Em termos tributários, muitos orientaram que não se poderia deixar de recolher os tributos retidos (contribuição previdenciária, imposto de renda retido na fonte, ICMS-ST), bem como o ICMS, diante do novo entendimento do STF acerca da criminalização do inadimplemento.
De fato, há esse entendimento do STF, mas a própria tese traz duas assertivas que não podem ser desconsideradas. Diz a tese que comete crime o contribuinte que deixa de recolher o ICMS de forma contumaz e com dolo de apropriação.
Há aqui informações relevantes acerca do elemento subjetivo do tipo penal. Não é qualquer contribuinte que deixa de recolher o ICMS que incide no crime. É aquele que o faz de forma contumaz, reiteradamente, com dolo de apropriação, ou seja, como meio de financiamento da sua atividade empresarial e, muitas vezes, praticando concorrência desleal.
Nos parece que se o inadimplemento se der momentaneamente e em virtude da crise que estamos atravessando não teremos presente o elemento subjetivo do tipo penal. O empresário não recolherá o ICMS não porque adotou esta prática como meio de financiamento da sua atividade, mas porque teve que escolher quais obrigações adimplir e, sabe-se, há um sem número de obrigações legalmente preferenciais, como são as de natureza trabalhista.

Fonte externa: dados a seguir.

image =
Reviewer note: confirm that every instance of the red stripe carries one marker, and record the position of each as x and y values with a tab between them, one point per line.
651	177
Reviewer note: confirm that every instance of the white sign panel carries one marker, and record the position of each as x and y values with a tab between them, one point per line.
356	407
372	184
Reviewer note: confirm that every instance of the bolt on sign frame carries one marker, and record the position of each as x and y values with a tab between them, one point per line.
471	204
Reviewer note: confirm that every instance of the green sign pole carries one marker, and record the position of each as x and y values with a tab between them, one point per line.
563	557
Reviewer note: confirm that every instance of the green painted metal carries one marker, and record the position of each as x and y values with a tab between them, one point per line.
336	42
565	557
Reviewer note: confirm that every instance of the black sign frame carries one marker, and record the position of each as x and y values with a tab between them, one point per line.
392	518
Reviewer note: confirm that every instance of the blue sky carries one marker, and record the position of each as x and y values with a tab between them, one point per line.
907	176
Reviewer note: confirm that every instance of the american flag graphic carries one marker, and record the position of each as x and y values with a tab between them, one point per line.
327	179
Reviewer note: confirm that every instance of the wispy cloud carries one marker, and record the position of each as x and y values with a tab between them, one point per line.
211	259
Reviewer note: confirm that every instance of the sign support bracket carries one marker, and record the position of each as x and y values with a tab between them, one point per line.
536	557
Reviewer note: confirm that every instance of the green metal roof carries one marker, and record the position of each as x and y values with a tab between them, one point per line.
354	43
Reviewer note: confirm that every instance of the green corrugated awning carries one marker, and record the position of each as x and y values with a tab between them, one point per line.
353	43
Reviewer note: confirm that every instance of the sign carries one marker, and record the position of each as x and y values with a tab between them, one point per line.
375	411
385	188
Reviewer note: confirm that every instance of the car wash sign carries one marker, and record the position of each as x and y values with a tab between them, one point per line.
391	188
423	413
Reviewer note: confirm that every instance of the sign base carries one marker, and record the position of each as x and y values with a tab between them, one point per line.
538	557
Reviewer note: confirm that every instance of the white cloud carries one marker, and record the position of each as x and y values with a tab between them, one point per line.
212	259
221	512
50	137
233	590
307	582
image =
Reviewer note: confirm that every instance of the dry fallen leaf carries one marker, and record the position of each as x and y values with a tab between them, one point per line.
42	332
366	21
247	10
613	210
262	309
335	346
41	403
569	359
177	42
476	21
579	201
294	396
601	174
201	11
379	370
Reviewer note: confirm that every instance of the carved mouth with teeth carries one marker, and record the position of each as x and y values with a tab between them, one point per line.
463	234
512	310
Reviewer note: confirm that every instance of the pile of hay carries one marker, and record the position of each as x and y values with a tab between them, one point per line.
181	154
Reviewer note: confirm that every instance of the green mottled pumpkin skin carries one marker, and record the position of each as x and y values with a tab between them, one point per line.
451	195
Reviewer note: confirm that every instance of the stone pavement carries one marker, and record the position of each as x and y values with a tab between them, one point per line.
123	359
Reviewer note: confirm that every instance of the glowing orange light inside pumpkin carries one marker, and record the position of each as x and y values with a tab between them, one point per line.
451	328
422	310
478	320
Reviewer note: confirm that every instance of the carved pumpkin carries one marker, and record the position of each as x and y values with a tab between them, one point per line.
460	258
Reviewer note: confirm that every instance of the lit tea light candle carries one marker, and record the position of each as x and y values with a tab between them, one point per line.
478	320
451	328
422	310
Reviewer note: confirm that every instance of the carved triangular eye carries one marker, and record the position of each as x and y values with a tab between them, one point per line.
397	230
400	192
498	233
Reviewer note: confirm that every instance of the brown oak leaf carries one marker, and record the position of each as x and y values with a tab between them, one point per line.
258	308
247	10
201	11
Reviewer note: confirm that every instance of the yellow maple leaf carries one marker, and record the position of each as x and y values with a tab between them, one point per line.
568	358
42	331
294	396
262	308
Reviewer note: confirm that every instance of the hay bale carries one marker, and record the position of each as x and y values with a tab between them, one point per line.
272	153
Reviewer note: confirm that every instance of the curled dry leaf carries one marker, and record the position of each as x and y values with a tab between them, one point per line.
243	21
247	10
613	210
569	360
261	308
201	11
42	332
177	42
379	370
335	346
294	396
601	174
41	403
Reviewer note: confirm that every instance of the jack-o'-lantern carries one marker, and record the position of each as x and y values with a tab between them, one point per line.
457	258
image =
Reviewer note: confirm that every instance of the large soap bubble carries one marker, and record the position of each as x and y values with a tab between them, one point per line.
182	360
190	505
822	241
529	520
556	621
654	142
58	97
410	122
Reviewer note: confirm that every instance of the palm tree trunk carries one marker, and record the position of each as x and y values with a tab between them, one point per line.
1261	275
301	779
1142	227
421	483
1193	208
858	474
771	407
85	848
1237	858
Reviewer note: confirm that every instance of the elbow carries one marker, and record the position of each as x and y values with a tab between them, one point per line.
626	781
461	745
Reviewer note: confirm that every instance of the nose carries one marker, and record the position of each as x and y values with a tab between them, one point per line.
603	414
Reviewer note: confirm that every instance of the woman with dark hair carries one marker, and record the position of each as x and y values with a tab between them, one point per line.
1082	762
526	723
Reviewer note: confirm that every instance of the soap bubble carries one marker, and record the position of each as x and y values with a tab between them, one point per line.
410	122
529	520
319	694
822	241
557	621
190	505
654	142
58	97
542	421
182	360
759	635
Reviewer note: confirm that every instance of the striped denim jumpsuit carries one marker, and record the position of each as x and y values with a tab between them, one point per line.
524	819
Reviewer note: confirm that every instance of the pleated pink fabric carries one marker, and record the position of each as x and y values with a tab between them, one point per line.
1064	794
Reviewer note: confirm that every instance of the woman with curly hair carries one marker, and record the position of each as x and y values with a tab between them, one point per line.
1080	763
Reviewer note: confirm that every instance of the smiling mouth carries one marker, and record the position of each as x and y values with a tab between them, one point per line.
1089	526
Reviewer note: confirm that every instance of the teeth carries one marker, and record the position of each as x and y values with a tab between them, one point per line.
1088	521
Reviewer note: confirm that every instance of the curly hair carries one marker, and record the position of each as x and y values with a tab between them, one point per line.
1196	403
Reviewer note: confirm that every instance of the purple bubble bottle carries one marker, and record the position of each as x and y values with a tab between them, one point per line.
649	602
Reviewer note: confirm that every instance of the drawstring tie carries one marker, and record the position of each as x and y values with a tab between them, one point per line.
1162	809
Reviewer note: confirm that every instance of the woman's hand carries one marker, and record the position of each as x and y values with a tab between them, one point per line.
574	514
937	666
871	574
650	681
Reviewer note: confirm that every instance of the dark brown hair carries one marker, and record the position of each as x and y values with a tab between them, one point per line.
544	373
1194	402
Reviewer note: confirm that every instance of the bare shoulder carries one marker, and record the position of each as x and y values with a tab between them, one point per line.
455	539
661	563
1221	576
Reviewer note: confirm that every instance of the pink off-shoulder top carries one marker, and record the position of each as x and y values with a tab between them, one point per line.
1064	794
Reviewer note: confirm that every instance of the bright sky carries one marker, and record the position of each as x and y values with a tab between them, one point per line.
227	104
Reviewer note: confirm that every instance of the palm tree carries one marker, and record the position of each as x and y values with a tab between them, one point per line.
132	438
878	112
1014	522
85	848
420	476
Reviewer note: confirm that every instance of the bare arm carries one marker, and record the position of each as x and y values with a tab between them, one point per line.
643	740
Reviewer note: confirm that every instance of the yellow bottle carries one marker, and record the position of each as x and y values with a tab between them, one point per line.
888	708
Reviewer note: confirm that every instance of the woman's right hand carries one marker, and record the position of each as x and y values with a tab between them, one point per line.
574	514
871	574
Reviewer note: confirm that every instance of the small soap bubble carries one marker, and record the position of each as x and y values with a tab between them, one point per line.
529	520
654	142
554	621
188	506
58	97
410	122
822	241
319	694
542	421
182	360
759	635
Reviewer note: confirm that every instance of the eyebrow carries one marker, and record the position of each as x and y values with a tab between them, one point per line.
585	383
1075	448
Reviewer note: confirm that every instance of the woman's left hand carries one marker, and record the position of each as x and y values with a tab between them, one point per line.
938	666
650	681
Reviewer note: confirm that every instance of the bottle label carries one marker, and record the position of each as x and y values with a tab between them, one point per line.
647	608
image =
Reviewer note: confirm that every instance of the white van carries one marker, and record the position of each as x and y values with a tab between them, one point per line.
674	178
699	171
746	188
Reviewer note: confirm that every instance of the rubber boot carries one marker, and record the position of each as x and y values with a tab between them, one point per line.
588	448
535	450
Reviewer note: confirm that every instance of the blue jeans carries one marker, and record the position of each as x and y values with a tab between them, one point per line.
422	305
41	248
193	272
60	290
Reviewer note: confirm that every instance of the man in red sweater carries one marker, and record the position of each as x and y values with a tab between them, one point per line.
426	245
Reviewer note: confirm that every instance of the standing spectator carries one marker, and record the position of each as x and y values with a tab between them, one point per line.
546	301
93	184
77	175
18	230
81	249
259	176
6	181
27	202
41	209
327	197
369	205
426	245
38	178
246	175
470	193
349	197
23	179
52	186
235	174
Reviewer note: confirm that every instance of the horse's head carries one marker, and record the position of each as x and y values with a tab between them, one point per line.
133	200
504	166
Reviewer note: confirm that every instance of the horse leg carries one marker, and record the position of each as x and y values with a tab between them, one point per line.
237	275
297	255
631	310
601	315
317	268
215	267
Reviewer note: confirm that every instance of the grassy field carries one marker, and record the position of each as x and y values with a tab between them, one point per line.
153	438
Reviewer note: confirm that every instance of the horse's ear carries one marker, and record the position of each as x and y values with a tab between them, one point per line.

Por óbvio que tal análise é deve ser feita caso a caso, não havendo uma receita aplicável a todos os contribuintes. O que nos parece certo é que não é possível afirmar que todo e qualquer inadimplemento de ICMS caracterizará o crime de apropriação indébita, de modo que isso não deve se tornar mais um motivo para angústia dos empresários.